FarmAfield has been applying for Small Business Innovative Research (SBIR) grants while also setting up contacts with feedlots. Only after proving the concept with livestock and produce within the United States will FarmAfield be ready for the worldwide market.
“We plan to involve third-world farmers by partnering with larger agricultural producers who have small grower programs,” Minarick said. “There are some challenges because of regulatory and legal uncertainties that come from working in the developing world, but the goal would be, instead of putting all the risk of a failed crop on a small farmer, we could spread it out to somebody who might be more capable of absorbing that risk in exchange for a return. In that sense, it’s somewhat like a microfinance proposition, only it would be segmented toward agriculture and include better feedback mechanisms for the investor. We’d have standardized contracts and our profits would be independent of individual farmers or investors, so that parties on both sides could trust us as an intermediary.”
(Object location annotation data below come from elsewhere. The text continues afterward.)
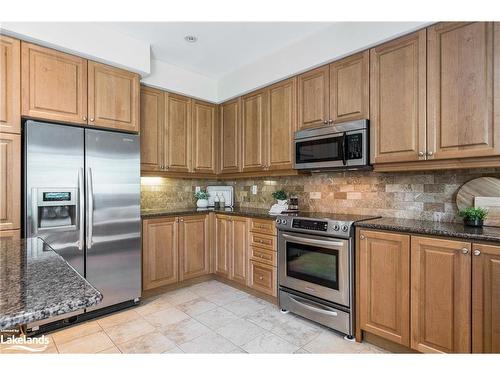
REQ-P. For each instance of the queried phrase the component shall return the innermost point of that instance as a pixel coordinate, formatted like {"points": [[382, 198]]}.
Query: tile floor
{"points": [[210, 317]]}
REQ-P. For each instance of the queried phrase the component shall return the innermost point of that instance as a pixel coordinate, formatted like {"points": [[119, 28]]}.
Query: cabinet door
{"points": [[194, 254], [230, 134], [10, 85], [10, 181], [282, 124], [314, 97], [152, 129], [486, 299], [397, 99], [114, 98], [159, 252], [460, 90], [384, 285], [239, 247], [53, 84], [204, 137], [178, 133], [440, 295], [349, 88], [254, 120], [222, 245]]}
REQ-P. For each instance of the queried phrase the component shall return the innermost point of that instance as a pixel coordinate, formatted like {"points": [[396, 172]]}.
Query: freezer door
{"points": [[113, 237], [53, 190]]}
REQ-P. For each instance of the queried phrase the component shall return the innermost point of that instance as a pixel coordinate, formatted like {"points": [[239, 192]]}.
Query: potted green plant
{"points": [[202, 199], [280, 196], [473, 216]]}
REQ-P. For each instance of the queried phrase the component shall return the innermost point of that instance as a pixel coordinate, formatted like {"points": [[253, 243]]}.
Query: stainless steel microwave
{"points": [[339, 146]]}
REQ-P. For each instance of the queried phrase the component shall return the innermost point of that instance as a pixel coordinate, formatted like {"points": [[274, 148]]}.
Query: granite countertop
{"points": [[433, 228], [248, 212], [37, 283]]}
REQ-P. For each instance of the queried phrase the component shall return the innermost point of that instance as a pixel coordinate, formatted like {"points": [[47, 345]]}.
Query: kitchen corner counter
{"points": [[37, 283], [433, 228], [247, 212]]}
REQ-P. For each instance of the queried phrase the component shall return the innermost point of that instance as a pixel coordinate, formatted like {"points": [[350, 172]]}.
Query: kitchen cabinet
{"points": [[282, 125], [194, 247], [462, 58], [204, 137], [160, 254], [254, 122], [440, 295], [10, 181], [54, 85], [384, 285], [486, 298], [152, 129], [10, 85], [349, 88], [113, 97], [178, 133], [398, 99]]}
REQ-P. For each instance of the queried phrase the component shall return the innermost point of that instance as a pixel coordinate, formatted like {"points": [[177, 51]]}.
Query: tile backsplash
{"points": [[411, 195]]}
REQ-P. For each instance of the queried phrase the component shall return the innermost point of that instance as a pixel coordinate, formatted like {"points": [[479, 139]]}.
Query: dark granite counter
{"points": [[433, 228], [37, 283], [248, 212]]}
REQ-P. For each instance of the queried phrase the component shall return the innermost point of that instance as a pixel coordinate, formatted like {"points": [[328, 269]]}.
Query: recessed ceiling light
{"points": [[190, 38]]}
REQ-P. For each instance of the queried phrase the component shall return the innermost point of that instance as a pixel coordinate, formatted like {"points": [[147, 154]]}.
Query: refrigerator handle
{"points": [[90, 207], [81, 212]]}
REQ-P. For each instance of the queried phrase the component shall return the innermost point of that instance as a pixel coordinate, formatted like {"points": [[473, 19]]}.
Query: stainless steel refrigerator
{"points": [[82, 195]]}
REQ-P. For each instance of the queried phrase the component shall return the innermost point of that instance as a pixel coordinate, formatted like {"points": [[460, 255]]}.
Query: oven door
{"points": [[315, 265]]}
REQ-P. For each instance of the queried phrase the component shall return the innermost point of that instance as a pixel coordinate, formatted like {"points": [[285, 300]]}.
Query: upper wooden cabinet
{"points": [[230, 134], [10, 85], [462, 59], [254, 122], [282, 124], [54, 85], [349, 88], [441, 295], [486, 299], [152, 129], [178, 133], [113, 97], [397, 99], [204, 137]]}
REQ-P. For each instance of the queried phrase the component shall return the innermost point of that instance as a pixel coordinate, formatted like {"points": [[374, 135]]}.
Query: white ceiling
{"points": [[222, 47]]}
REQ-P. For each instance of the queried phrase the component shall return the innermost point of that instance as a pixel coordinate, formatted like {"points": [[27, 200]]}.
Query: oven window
{"points": [[312, 263], [326, 149]]}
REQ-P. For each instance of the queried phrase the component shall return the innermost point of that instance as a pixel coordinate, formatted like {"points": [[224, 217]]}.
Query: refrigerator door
{"points": [[113, 237], [54, 201]]}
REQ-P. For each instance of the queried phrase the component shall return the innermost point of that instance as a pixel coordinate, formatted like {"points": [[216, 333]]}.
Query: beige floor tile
{"points": [[240, 331], [127, 331], [151, 343], [185, 330], [75, 332], [209, 343], [93, 343], [269, 343]]}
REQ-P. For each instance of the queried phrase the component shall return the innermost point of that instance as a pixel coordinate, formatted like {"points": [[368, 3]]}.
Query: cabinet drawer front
{"points": [[263, 278], [263, 255], [263, 226], [263, 240]]}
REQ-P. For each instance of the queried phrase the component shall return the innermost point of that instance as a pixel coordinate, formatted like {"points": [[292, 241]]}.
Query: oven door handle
{"points": [[313, 308], [312, 241]]}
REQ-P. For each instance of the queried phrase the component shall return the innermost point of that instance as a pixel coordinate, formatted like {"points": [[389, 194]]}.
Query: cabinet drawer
{"points": [[263, 226], [263, 278], [263, 240], [263, 255]]}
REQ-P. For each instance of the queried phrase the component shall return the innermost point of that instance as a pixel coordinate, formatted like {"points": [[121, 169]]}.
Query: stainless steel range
{"points": [[316, 267]]}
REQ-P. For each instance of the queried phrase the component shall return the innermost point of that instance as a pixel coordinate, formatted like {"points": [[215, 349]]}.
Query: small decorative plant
{"points": [[473, 216]]}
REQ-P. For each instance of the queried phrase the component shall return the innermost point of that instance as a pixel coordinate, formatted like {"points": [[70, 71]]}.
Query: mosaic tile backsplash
{"points": [[415, 195]]}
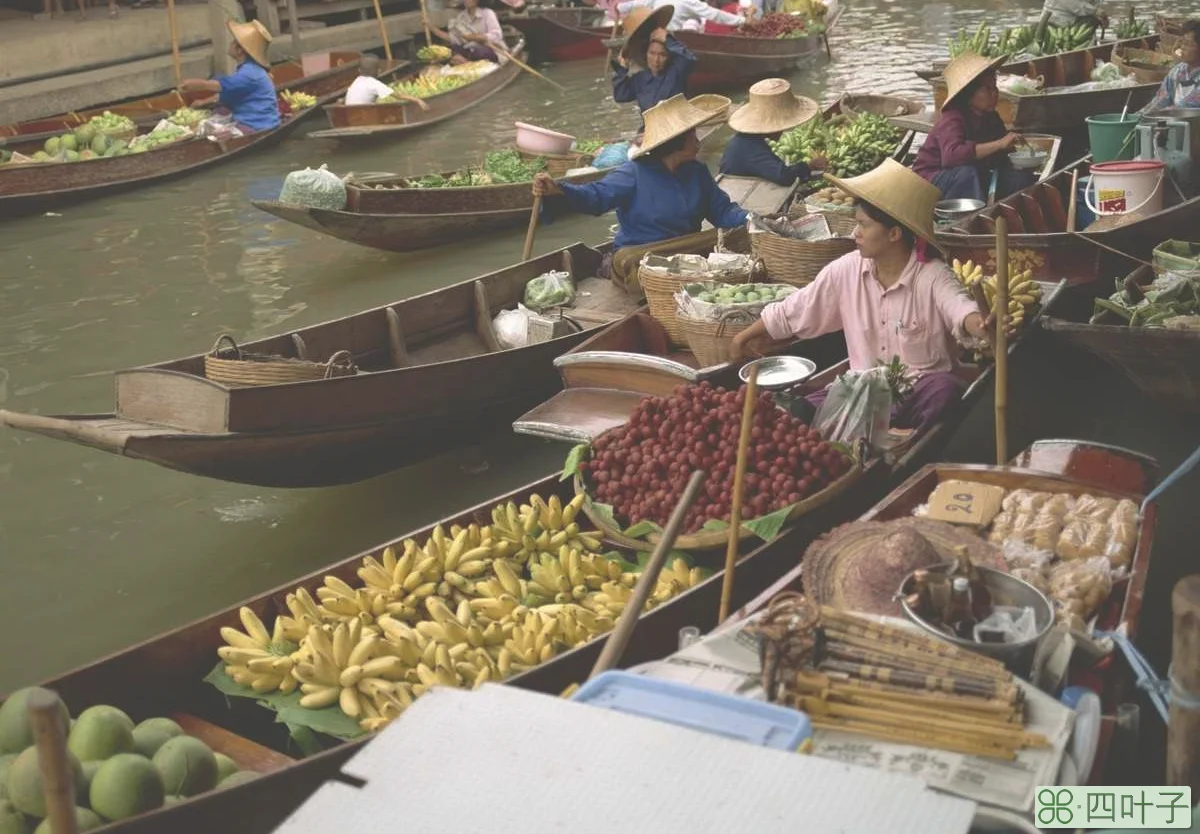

The FarmAfield model could have enormous benefit to farmers in underdeveloped countries where less than $2,000 per year can be the difference between making it and collapsing. Because of that, many farmers can’t afford to risk trying the latest technologies to increase yield. With investors burdening the risk, farmers could afford to give those technologies a try, and overall efficiencies could be much higher.
This can have much longer-term positive effects than simply providing food aid, where in some instances, the shipment of grain has the unintended consequence of collapsing the local market for that grain. The FarmAfield concept is more like crowdsourcing, when an investor has the advantage of verifying historical returns before deciding which farms in which to invest.
“Americans are very generous, but they also don’t want to be throwing money down a black hole, so the feedback loop is very important,” Minarick reiterated.
The team is ready for business. Those who wish to invest in as little as one feeder calf can log on to farmafield.com, register their interest, and when a pen with a reputable cattle feeder opens up, investors will be given the opportunity to purchase cattle on a first-come, first-served basis until the pen is full. FarmAfield will arrange the purchase of the cattle and provide the software that enables the investor to keep track of their herd online. They have set a goal to broker the sale of 4,000 cattle from May 2014-May 2015.